Opinion A short circuit
Passage of the Finance Bill raises important questions of parliamentary oversight and accountability.
			
Several regulators have flagged concerns, including conflict of interest, in what they term as the “tangential route” taken by the government to merge eight tribunals and the changing of rules for appointments, carried out through amendments to the Finance Bill 2017, approved by Parliament last week. It is not just quasi regulators that are worried. The government brought about 40 amendments this time, many related to several other laws, in a money bill which intrinsically deals with taxation and its regulation, government spending, borrowings and the use of funds under the Consolidated Fund of India. The scale of amendments to a Finance Bill is unprecedented. It raises questions of parliamentary scrutiny and debate on laws, besides the short-circuiting of established procedures.
The government may have been prompted by the fact that it doesn’t have the required numbers in the Rajya Sabha.

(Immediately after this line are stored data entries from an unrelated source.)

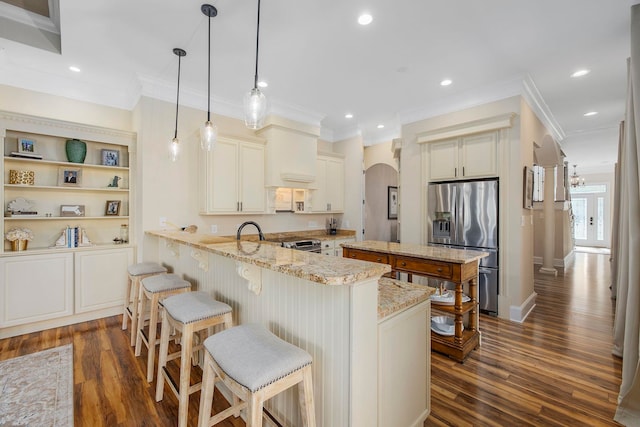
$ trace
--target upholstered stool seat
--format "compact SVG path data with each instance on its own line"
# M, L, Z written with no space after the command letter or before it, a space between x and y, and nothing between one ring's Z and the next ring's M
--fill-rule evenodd
M127 329L127 321L131 319L131 346L136 343L138 332L138 297L140 294L140 281L146 277L164 274L167 269L157 262L139 262L131 264L127 268L127 290L124 296L122 309L122 330Z
M165 381L178 398L178 426L186 427L189 413L189 395L200 390L202 383L190 385L191 355L203 348L203 341L209 328L223 325L228 329L233 326L232 309L229 305L214 300L202 291L174 295L162 302L164 313L160 335L160 351L158 356L158 379L156 383L156 401L164 395ZM169 341L174 338L170 330L175 328L181 333L180 351L169 354ZM193 335L198 334L199 342L193 345ZM215 336L215 335L214 335ZM176 388L166 369L169 360L180 358L180 382Z
M264 326L245 324L207 338L198 425L211 426L247 409L247 426L262 425L264 402L298 384L304 426L315 426L312 358ZM242 399L211 417L216 378Z
M162 274L142 279L139 293L138 334L136 337L136 356L140 356L142 343L147 346L147 381L153 380L153 368L156 355L156 332L158 327L159 303L171 295L189 292L191 283L175 274ZM149 300L149 334L144 333L146 302Z

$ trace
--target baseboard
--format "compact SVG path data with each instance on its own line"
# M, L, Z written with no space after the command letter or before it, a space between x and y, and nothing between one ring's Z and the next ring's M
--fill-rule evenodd
M57 319L42 320L40 322L0 328L0 339L44 331L51 328L59 328L61 326L73 325L74 323L88 322L90 320L101 319L103 317L115 316L118 314L122 314L122 304L118 304L114 307L103 308L102 310L90 311L88 313L74 314L71 316L59 317Z
M536 298L538 294L532 292L520 306L512 305L509 308L509 320L513 322L522 323L525 321L529 313L533 311L536 306Z
M560 267L560 268L566 268L569 265L569 263L573 262L574 257L575 257L575 253L572 250L564 258L554 258L553 259L553 266L554 267ZM542 265L542 257L541 256L534 256L533 257L533 264L534 265Z

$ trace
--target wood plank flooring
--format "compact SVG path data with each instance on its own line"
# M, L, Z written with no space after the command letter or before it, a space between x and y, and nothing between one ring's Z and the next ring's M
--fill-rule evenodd
M609 255L576 253L558 277L536 272L523 324L481 315L482 346L463 364L433 353L424 425L619 425L609 271Z
M425 426L618 425L612 418L621 361L611 355L608 259L576 253L557 278L536 274L534 312L523 324L481 316L482 347L463 364L433 353ZM177 400L165 387L164 400L155 402L145 349L136 358L120 325L114 316L0 340L0 360L73 343L75 426L175 426ZM195 381L201 371L192 372ZM199 395L190 399L190 425ZM214 402L225 406L223 400Z

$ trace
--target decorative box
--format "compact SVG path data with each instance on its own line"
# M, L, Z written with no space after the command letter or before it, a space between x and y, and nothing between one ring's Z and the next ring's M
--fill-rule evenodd
M9 184L33 185L35 177L36 173L34 171L9 170Z

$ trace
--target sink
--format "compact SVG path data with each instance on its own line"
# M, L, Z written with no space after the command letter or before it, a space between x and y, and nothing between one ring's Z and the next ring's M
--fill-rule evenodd
M233 239L227 237L218 237L218 236L206 236L198 241L198 243L202 245L213 245L215 243L228 243L232 242Z

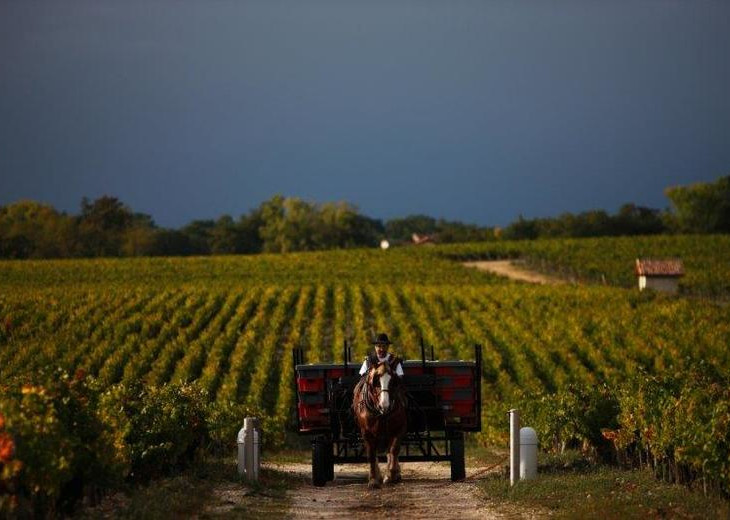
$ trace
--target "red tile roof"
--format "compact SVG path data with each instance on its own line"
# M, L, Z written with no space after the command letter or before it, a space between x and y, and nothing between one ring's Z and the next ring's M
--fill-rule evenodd
M636 276L684 276L684 265L679 258L666 260L637 258Z

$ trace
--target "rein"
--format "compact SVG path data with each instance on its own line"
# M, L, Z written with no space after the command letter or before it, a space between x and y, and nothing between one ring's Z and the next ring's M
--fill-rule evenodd
M360 402L358 403L358 407L362 409L365 407L365 409L371 414L371 415L387 415L388 412L383 413L383 411L380 409L380 406L378 404L378 400L375 397L376 387L368 383L367 381L367 375L363 377L360 382L355 387L356 395L360 396ZM382 388L381 388L382 391ZM387 392L387 390L386 390ZM390 410L388 410L390 411Z

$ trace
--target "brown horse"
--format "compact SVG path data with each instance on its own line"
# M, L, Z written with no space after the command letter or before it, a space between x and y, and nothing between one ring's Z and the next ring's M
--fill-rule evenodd
M401 480L398 453L401 438L408 427L405 389L400 377L387 363L370 367L355 386L352 410L360 427L370 463L369 488L379 488L383 483L378 466L378 448L388 452L388 473L385 483Z

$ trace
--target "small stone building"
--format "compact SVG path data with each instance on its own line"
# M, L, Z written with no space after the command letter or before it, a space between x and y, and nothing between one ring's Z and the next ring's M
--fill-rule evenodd
M684 276L684 265L679 258L666 260L637 258L636 276L639 278L640 291L649 288L676 294L679 279Z
M433 243L433 236L431 235L419 235L418 233L413 233L411 235L411 240L413 240L413 244L420 246L421 244L432 244Z

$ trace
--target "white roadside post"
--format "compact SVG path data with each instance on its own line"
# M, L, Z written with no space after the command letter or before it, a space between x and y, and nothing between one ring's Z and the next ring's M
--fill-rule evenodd
M249 481L259 478L259 439L256 417L246 417L243 428L238 432L238 474Z
M520 428L520 479L537 477L537 432L532 428Z
M246 473L246 430L238 430L236 445L238 446L238 474L243 476Z
M509 411L509 483L514 486L520 480L520 411Z

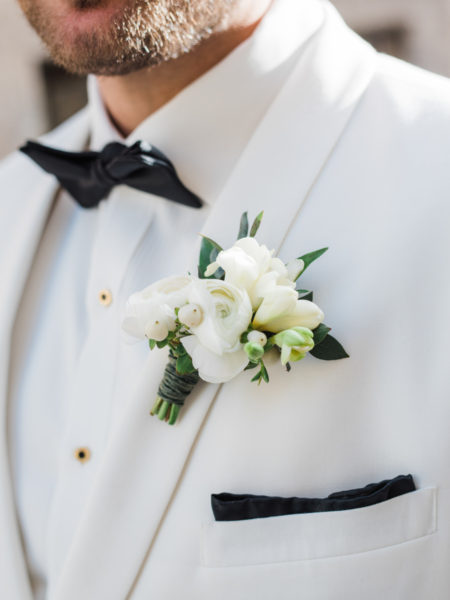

By bunching together amendments to other laws — which propose to make Aadhaar cards mandatory for filing income tax returns, remove the cap of 7.5 per cent of the average net profits in the past three financial years for corporates to donate to political parties keeping the names of political parties confidential, give greater powers to tax officials and merge tribunals — the government has obviated the need to secure the approval of the Upper House, which cannot reject a money bill. Such recourse to a non-transparent way of law-making poses the danger of little or limited oversight by Parliament of important legislation. But it is not just that debate has been short-circuited on amendments to laws not related to finance. The government’s way also raises issues of accountability.
What is most worrying is what this says about the government’s approach to crucial legislation. In an earlier instance, too, it had attempted to surmount resistance, including from the RBI, by incorporating provisions in the Finance Bill, which effectively led to changes to other laws, thus opening the door for governments in the future to take a similar route that undermines accountability. It may well be tempting for a government now in its third year and bolstered by the recent electoral success in India’s most populous state to attempt reform by stealth, citing technicalities. But the flip side to that is not just poor oversight but also the danger of shoddy law-making. What should also be a worry is the growing disengagement of many of India’s law-makers with the budget process and key legislation. That leaves only the prospect of a judicial challenge, if at all, to the new approach to law-making. On Wednesday, Veerappa Moily, a former law minister, suggested that members of the Rajya Sabha should quit if they had “some pride left” considering that the Upper House has little role in law-making now. The exhortation was extreme but the indignation resonates.